We had been very concerned with being too cold, and had packed many layers of merino (and three pairs of gloves each) but as we had four days of sunny weather, I was able to get down to just a merino and bike pants by the middle of the days. I confess it was so sunny I complained I might get sunburnt…I didn’t, but I was a bit annoying to be around during my fits of complaining…
We added a few kms to our overall trip by going off the trail and up to the sleepy town of Naseby. Riding down the hill, in the late afternoon, into Naseby, with pine trees and thick piles of snow on the ground, was magical. As a North Islander who has only known snow on a ski field or overseas, it was lovely to experience winter as so much of the world knows it: clear, cold, snowy surrounds. And the two times we came across snow on the trail itself were so memorable. I now know what it’s like to ride through 10cm+ of snow and it’s not easy.
Because doing the Trail is so uncommon in August, we were a bit of a novelty where ever we went.
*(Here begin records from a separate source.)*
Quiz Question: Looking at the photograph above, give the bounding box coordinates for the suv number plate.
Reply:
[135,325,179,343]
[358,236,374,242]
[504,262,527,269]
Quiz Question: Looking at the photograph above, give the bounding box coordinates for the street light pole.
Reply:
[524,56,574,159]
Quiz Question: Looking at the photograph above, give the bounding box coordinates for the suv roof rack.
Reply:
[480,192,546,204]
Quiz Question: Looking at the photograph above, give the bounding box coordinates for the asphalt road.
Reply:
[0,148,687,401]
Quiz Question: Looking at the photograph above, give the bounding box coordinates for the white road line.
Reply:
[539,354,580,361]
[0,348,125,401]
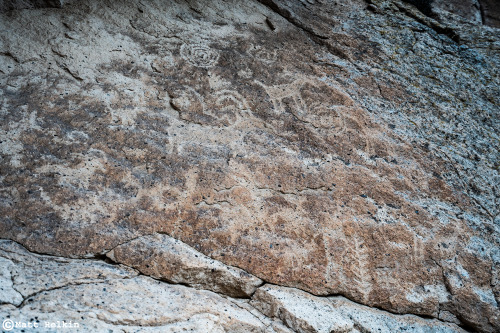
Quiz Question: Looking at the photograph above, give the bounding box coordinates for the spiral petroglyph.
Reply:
[180,43,219,68]
[1,1,498,332]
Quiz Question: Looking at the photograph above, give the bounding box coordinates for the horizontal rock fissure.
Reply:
[102,231,475,330]
[2,236,464,329]
[1,235,467,329]
[0,237,468,329]
[257,282,467,329]
[103,250,261,300]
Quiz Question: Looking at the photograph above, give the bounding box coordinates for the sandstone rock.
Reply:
[251,284,466,333]
[107,233,263,297]
[0,0,498,331]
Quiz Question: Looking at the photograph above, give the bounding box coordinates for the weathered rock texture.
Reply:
[431,0,482,25]
[0,0,498,332]
[480,0,500,27]
[0,241,278,332]
[107,233,263,297]
[252,284,466,333]
[1,240,466,332]
[0,0,76,11]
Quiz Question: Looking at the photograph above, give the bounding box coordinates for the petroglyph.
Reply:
[210,89,251,125]
[1,1,498,331]
[170,86,249,126]
[180,43,219,68]
[349,234,373,302]
[256,78,352,130]
[248,44,278,63]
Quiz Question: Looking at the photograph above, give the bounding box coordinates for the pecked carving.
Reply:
[180,43,220,68]
[248,44,278,63]
[0,1,498,331]
[255,78,354,131]
[169,86,250,127]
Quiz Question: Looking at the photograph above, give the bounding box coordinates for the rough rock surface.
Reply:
[107,233,263,297]
[431,0,482,25]
[0,0,499,332]
[0,0,76,11]
[252,284,466,333]
[0,239,138,306]
[480,0,500,27]
[1,240,467,332]
[0,241,276,332]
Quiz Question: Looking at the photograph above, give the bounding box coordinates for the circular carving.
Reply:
[180,43,219,68]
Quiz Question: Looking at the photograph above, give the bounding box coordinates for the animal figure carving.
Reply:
[255,79,352,131]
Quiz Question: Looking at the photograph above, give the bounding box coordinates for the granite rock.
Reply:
[0,0,77,11]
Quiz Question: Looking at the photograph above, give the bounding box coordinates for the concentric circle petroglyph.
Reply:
[180,43,219,68]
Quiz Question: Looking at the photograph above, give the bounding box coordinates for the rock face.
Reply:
[107,233,263,297]
[252,284,466,333]
[480,0,500,27]
[0,240,277,333]
[0,240,137,306]
[0,0,74,11]
[426,0,500,28]
[1,240,465,332]
[431,0,482,24]
[0,0,498,332]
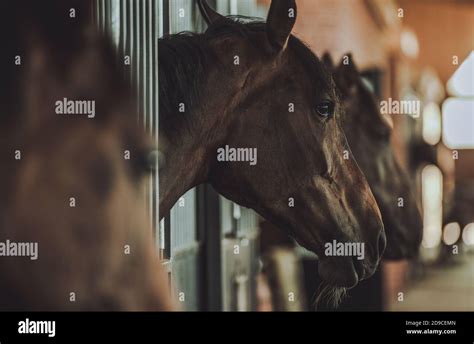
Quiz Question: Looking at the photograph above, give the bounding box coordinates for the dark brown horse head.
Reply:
[0,0,171,310]
[325,53,422,260]
[160,0,386,289]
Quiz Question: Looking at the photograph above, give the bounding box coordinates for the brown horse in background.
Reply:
[260,54,423,309]
[159,0,386,292]
[0,0,172,310]
[327,54,423,259]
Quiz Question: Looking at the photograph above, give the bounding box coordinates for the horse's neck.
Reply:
[158,90,232,217]
[158,37,206,216]
[157,35,233,217]
[158,129,210,217]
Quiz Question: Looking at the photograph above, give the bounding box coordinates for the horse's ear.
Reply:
[266,0,297,52]
[322,52,334,73]
[335,53,360,90]
[339,53,359,78]
[197,0,224,26]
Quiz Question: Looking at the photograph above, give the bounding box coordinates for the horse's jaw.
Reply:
[157,133,212,218]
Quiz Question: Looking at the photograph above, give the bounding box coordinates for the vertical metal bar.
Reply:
[148,0,154,244]
[162,0,170,34]
[164,215,171,259]
[200,186,222,311]
[142,0,147,129]
[161,0,171,264]
[104,0,110,37]
[96,0,101,29]
[155,0,162,253]
[124,0,128,58]
[135,0,141,122]
[119,0,126,57]
[148,0,154,134]
[101,0,106,33]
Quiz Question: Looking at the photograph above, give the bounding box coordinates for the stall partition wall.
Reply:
[95,0,265,311]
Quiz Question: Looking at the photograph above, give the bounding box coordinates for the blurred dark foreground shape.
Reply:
[0,0,173,311]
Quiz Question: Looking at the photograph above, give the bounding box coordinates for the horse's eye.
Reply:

In Naseby, we chatted with locals in the pub and agreed with the local mechanic that sometimes, you just need a holiday.
Many of the villages were ‘blink and you miss it’ in size. They ranged from just being a pub , to being a pub and an accommodation option (sometimes closed) through to having a couple of pubs, maybe a basic grocery store. The exceptions were Ranfurly and Alexandra, small rural towns that felt like the big city after we’d been riding through nothing for a few hours/days. In many places, I would look at the closed pub or cafe and imagine it in the peak season, the bikes leading up on the doors, the happy punters with a beer in hand and lycra on leg. The silence of our non-existent fellow trail-goers didn’t detract from our trip. It just gave us a different experience.
In Lauder, we stayed at the very comfortable Lauder Store and had a pleasant evening talking to the true blue southern farmers in the pub. I impressed them with my knowledge of sheep breeds and we were delighted to hear of the publican’s plans to own a microbrewery there. We also saw an amazing sunset, with nothing around us but hills and no light pollution. Our cameras didn’t do it justice – it was one of those things that’s better captured in the mind’s lens.
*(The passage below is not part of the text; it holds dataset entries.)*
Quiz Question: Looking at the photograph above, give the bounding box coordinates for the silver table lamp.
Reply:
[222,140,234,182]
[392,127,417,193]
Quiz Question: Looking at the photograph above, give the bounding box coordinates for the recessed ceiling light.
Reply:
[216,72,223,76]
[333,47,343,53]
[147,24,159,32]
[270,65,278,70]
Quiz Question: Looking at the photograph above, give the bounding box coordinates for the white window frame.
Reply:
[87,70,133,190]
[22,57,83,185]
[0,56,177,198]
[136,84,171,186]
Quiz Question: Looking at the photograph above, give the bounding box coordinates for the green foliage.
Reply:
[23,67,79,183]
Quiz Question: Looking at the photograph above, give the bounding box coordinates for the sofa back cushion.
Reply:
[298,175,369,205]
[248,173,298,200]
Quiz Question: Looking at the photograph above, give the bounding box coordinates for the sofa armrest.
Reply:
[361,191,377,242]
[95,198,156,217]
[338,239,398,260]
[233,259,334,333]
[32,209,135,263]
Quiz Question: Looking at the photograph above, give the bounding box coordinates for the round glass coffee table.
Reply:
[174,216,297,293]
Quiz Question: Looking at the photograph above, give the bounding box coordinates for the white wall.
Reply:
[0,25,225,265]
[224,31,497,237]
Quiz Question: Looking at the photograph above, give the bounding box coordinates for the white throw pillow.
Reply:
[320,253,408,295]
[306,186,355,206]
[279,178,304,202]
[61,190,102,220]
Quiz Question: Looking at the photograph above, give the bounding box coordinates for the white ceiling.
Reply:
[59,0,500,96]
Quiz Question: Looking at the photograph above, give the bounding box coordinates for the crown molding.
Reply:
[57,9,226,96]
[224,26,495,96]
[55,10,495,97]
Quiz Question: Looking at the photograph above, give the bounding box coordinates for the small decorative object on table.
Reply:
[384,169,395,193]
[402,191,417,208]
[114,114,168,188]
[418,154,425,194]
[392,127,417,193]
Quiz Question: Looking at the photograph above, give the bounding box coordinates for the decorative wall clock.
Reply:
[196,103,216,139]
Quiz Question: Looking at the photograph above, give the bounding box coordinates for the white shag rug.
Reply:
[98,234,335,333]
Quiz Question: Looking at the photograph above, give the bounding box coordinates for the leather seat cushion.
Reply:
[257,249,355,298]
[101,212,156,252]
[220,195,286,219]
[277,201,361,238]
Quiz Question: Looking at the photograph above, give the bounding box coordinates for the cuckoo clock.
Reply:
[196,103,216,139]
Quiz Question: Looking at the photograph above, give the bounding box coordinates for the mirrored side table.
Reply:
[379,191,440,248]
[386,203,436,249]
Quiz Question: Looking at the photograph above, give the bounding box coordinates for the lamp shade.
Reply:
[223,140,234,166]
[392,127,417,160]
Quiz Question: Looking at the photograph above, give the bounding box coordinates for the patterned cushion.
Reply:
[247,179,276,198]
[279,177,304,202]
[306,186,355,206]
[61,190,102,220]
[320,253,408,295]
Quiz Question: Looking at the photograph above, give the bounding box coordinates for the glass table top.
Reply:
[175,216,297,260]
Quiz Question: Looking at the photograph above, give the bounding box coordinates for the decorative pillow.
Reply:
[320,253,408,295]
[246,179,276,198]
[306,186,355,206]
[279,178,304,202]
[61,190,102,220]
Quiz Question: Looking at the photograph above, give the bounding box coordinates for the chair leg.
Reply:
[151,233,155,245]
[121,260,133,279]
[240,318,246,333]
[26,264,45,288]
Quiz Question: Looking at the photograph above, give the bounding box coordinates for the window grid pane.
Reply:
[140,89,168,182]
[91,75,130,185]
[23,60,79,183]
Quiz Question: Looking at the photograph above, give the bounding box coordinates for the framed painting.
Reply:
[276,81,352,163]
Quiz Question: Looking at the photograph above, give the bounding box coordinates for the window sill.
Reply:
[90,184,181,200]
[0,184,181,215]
Our journey concluded in Clyde, where we proceeded to have one of the best meals of the trip at The Old Post Office Cafe, where we also stayed. Euphoric with the completion of some 180kms in 3.5 days, we proceeded to eat a rich main meal, followed by dessert with three types of dairy. This was a calorie/dairy food blow out second only to the first day, when we consumed a wheel of brie each. But what’s an active holiday without eating!
The trail completed, we travelled by bus back to Dunedin, surreptitiously eating some delicious pork pies.
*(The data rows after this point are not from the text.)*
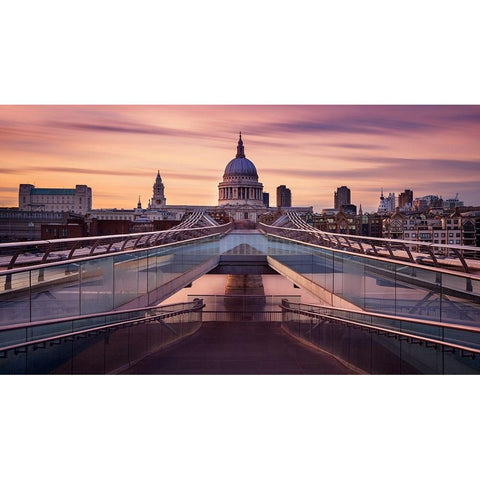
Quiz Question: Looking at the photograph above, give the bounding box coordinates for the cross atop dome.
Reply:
[236,131,245,158]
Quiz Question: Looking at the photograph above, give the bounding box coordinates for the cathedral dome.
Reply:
[224,156,258,177]
[223,132,258,178]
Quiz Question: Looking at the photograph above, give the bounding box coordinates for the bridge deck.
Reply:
[122,321,357,374]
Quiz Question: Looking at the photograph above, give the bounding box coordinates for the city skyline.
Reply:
[1,105,480,212]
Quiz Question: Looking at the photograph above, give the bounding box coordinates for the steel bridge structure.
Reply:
[1,211,479,374]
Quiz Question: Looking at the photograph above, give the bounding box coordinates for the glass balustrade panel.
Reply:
[31,263,80,322]
[81,256,114,314]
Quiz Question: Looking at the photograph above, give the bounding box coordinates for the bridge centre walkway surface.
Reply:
[122,322,358,374]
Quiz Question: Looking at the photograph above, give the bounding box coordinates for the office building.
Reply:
[334,186,351,210]
[277,185,292,208]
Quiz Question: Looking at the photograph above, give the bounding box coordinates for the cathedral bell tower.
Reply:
[151,170,166,209]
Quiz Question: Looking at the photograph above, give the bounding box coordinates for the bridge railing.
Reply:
[0,221,233,270]
[262,225,480,326]
[0,227,228,325]
[0,299,204,374]
[258,222,480,274]
[281,299,480,374]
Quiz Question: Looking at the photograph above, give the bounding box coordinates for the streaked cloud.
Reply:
[325,142,386,150]
[49,120,202,138]
[255,117,437,136]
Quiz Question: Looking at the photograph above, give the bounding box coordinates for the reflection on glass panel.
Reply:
[146,253,157,293]
[113,254,138,308]
[311,249,333,291]
[0,325,27,348]
[31,263,80,322]
[333,251,343,296]
[396,265,441,322]
[27,320,74,343]
[441,273,479,325]
[74,314,107,333]
[364,257,396,315]
[155,249,169,289]
[443,326,480,350]
[341,254,365,308]
[399,319,442,342]
[160,246,182,284]
[0,270,31,325]
[136,251,148,297]
[220,233,268,256]
[82,256,114,314]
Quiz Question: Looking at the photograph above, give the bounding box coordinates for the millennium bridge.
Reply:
[1,210,479,374]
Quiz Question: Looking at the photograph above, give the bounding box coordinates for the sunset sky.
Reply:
[1,105,479,213]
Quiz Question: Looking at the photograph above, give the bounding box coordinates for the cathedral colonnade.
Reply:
[219,186,263,201]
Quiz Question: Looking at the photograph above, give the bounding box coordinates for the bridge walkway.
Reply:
[122,321,357,374]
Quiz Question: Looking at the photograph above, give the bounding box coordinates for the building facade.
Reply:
[0,208,84,241]
[277,185,292,208]
[311,210,384,237]
[19,184,92,215]
[334,186,351,210]
[378,189,396,214]
[382,207,479,247]
[263,192,270,208]
[398,189,413,211]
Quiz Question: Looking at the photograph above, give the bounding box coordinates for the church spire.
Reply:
[236,131,245,158]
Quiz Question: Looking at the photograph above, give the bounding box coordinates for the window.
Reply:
[434,233,438,237]
[449,233,453,237]
[456,240,461,244]
[411,233,416,238]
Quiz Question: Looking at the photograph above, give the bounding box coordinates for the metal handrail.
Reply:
[259,221,480,274]
[0,300,204,332]
[0,299,205,354]
[281,300,480,335]
[260,221,480,253]
[262,230,480,281]
[0,225,232,276]
[281,300,480,355]
[0,220,233,270]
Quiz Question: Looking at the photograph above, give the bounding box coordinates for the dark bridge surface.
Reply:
[122,322,357,374]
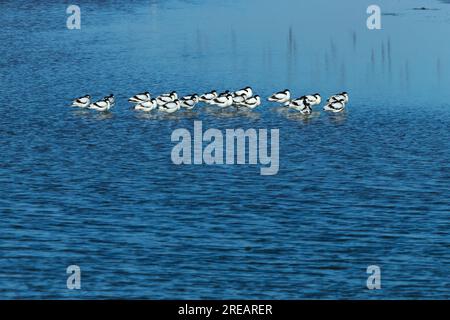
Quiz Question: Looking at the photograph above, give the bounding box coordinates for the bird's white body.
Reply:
[199,91,218,104]
[129,92,151,103]
[294,104,313,115]
[182,94,199,103]
[328,92,349,104]
[89,99,112,112]
[289,98,312,114]
[134,99,157,112]
[234,87,253,99]
[289,98,308,110]
[213,95,234,108]
[232,94,246,106]
[180,98,197,110]
[304,94,322,106]
[156,95,175,106]
[160,92,178,100]
[210,91,232,105]
[104,94,115,105]
[159,100,181,113]
[268,90,291,104]
[324,100,345,113]
[158,91,178,101]
[241,95,261,109]
[72,95,91,108]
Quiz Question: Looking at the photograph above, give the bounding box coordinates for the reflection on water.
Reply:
[94,112,115,121]
[325,111,348,125]
[203,106,261,120]
[0,0,449,299]
[283,111,321,123]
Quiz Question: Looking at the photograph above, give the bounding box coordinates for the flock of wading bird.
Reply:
[71,87,349,115]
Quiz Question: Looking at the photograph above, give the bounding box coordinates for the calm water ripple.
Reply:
[0,0,449,299]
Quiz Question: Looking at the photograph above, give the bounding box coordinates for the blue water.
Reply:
[0,0,449,299]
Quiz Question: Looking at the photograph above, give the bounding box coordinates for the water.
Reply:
[0,0,449,299]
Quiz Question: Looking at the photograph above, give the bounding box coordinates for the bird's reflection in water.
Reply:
[233,108,261,120]
[155,112,185,121]
[204,106,260,120]
[326,111,348,125]
[71,109,91,117]
[284,111,321,123]
[271,105,291,115]
[134,112,160,121]
[71,106,115,120]
[178,110,200,119]
[133,111,194,121]
[94,111,114,121]
[326,110,347,125]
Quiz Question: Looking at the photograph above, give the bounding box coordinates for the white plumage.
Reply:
[159,100,181,113]
[129,92,151,103]
[304,93,322,106]
[327,92,349,104]
[268,89,291,104]
[234,87,253,99]
[71,95,91,108]
[212,94,234,108]
[324,100,345,113]
[156,95,175,106]
[89,99,112,112]
[134,99,157,112]
[180,98,198,110]
[289,98,312,114]
[199,90,218,104]
[182,94,199,103]
[241,95,261,109]
[232,94,247,106]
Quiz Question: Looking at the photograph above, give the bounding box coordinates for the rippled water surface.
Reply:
[0,0,449,299]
As I sit here typing, in the evening after another day at the office, the memories of the trip are fresh and still present. I miss the open sky. I miss saying ‘Look at those mountains!’. (I said this over and over again, never tiring of seeing snowy mountain ranges not far from us.) I loved the freedom of just having to get to the next stop, and the quality time of being completely alone, together. I miss being a bit conspicuous, with a bike and a helmet and lycra whenever we bought something from a dairy. I enjoyed meeting the locals, and seeing their pride in what the Rail Trail has done, economically and for the community in their area. I loved being somewhere I hadn’t been before in my own country.
It was a fantastic trip. We made it our own while riding a well ridden path.